After all, it appears as though Meredith Whitney’s much discussed prediction regarding muni bond bankruptcies has—so far—proven to be inaccurate. “We have seen a return of sanity in the municipal bond market” said James Colby, Senior Municipal Strategist at Van Eck Global. “Bankruptcies have caused investors to pause, but they are looking beyond problem children to solid and stable choices”.
Thanks to this sentiment, the never-ending quest for yield, and a backlog of investor dollars, municipal bond ETFs have been on a tear in 2012, seeing inflows at an incredible pace. It also hasn’t hurt that institutional investors have also jumped in on the market, according to Colby, as these assets have pushed supply levels lower for the average investor, increasing muni bond prices in the process (read The Forgotten Municipal Bond ETFs).
However, despite these inflows into many of the most popular muni bond funds and ETFs, some haven’t seen the same level of interest as their more well-known counterparts.
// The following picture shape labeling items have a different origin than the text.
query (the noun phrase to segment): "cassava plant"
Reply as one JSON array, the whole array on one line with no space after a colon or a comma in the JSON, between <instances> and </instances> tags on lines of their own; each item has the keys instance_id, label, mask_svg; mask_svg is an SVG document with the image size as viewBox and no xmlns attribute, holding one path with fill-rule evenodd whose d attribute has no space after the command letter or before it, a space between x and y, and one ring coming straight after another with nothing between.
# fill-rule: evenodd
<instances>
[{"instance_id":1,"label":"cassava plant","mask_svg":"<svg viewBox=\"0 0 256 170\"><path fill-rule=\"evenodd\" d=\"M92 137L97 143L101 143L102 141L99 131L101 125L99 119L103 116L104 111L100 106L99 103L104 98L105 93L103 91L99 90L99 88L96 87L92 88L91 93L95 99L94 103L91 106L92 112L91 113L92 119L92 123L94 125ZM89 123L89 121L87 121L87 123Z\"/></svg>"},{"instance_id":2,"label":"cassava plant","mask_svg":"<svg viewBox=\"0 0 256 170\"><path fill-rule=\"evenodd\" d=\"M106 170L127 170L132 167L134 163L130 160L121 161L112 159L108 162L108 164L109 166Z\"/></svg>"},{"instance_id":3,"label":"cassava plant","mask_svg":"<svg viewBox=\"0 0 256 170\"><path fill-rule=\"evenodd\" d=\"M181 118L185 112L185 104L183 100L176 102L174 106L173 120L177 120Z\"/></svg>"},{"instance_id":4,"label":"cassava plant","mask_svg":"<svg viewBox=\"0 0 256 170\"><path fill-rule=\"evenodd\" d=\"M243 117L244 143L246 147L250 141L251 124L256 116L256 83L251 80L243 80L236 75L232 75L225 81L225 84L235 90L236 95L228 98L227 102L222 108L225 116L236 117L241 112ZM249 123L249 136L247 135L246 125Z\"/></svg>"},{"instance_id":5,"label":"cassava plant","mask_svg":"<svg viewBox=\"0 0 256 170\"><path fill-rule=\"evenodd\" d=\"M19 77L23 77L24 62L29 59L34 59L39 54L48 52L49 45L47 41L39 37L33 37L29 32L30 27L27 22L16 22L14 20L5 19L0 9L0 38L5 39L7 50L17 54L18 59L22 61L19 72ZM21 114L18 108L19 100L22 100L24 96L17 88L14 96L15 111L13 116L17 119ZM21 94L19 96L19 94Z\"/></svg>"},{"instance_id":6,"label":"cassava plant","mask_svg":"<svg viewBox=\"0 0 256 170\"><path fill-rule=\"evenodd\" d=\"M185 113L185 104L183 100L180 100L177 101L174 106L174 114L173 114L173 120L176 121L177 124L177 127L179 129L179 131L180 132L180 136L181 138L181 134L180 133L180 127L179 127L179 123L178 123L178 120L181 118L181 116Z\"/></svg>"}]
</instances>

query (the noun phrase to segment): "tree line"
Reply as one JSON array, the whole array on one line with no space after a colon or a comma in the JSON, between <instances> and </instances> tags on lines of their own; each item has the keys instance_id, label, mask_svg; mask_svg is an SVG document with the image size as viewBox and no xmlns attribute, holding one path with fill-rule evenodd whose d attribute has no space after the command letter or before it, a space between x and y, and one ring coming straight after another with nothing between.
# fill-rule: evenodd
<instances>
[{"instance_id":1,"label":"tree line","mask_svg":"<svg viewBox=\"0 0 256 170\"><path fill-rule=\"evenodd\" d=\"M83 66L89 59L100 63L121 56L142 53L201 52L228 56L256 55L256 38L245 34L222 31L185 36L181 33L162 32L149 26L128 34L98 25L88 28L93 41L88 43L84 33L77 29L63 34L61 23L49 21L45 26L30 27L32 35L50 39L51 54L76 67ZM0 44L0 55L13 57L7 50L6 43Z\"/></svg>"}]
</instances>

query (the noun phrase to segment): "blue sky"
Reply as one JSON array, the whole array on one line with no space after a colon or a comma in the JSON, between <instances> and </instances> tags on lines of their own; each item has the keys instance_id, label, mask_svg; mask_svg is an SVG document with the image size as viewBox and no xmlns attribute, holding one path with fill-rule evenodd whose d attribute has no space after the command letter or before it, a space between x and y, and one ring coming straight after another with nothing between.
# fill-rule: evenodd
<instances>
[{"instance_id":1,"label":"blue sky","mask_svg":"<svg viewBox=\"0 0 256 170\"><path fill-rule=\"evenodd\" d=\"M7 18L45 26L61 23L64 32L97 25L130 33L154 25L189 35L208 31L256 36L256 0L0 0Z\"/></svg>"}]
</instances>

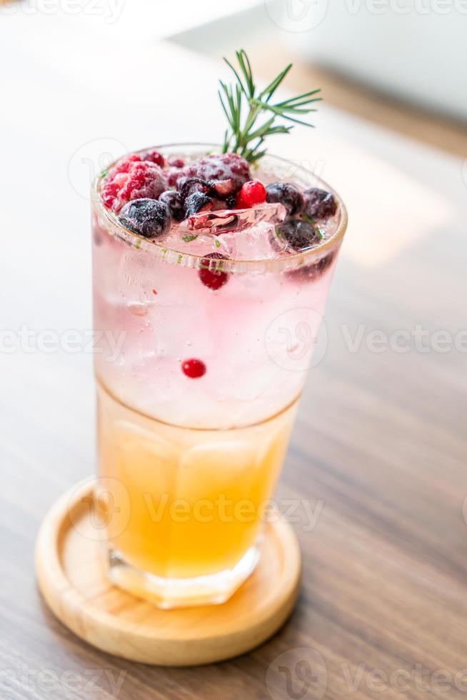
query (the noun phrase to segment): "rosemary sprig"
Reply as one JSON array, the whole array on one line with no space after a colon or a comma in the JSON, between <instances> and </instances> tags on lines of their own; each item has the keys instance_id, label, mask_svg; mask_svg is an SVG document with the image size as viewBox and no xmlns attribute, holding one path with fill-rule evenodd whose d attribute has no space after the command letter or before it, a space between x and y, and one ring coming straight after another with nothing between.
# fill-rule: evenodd
<instances>
[{"instance_id":1,"label":"rosemary sprig","mask_svg":"<svg viewBox=\"0 0 467 700\"><path fill-rule=\"evenodd\" d=\"M227 59L224 61L233 71L236 83L226 85L219 81L219 91L222 109L227 117L229 127L224 139L223 153L238 153L250 163L254 163L266 152L262 148L266 136L274 134L290 134L294 124L313 126L301 118L303 114L316 111L309 105L318 102L319 89L304 92L281 102L271 104L271 99L292 68L289 64L264 89L258 92L255 84L248 56L243 49L236 51L238 64L236 68ZM260 115L269 113L267 119L258 124ZM276 124L281 118L291 121L290 125Z\"/></svg>"}]
</instances>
This is despite the fact that a few of these funds offer up truly novel or underappreciated ways to target the muni bond market.
Below, we highlight two of these products which could be interesting picks for investors seeking to make a play on the muni bond market but are looking for a different approach than what is in funds like MUB or TFI. For these investors, either of the two funds highlighted below could be great alternatives that still offer well-diversified and safe, exposure to the municipal bond market:
Market Vectors CEF Municipal Income ETF (XMPT)
For investors who like a closed end approach to the muni bond market, XMPT can potentially offer a more efficient way to play the space. That is because the fund offers basket exposure to more than 80 CEFs while still offering the intraday trading and flexibility that have become of the hallmarks of the ETF industry.
With this approach, exposure is spread out over hundreds, if not thousands, of individual securities, suggesting that the level of diversification is unmatched. Furthermore, since the product doesn’t put more than 6% in any one CEF, concentration risks from this perspective aren’t going to be much of a problem either (also see Inside The Closed-End Fund ETF).
Yet despite the intense diversification, yield hasn’t been sacrificed as the 30-Day SEC payout comes in at 5.4%. Furthermore, while the fund has seen some extreme volatility in months past, the trend has definitively been positive as the product has added over 7% this year in terms of price appreciation and roughly 16% over the trailing 52 week period.
Although both of these metrics are quite impressive, the volume and expenses are not exactly great for the fund. Fees come in at 1.43% per year—thanks to a 1.03% acquired fund fee—while volume is quite low at just 3,000 shares a day. These figures could increase the bid ask ratio for the fund and eat into the overall yield and performance of XMPT, something investors should be aware of (see the Guide to the 25 Cheapest ETFs).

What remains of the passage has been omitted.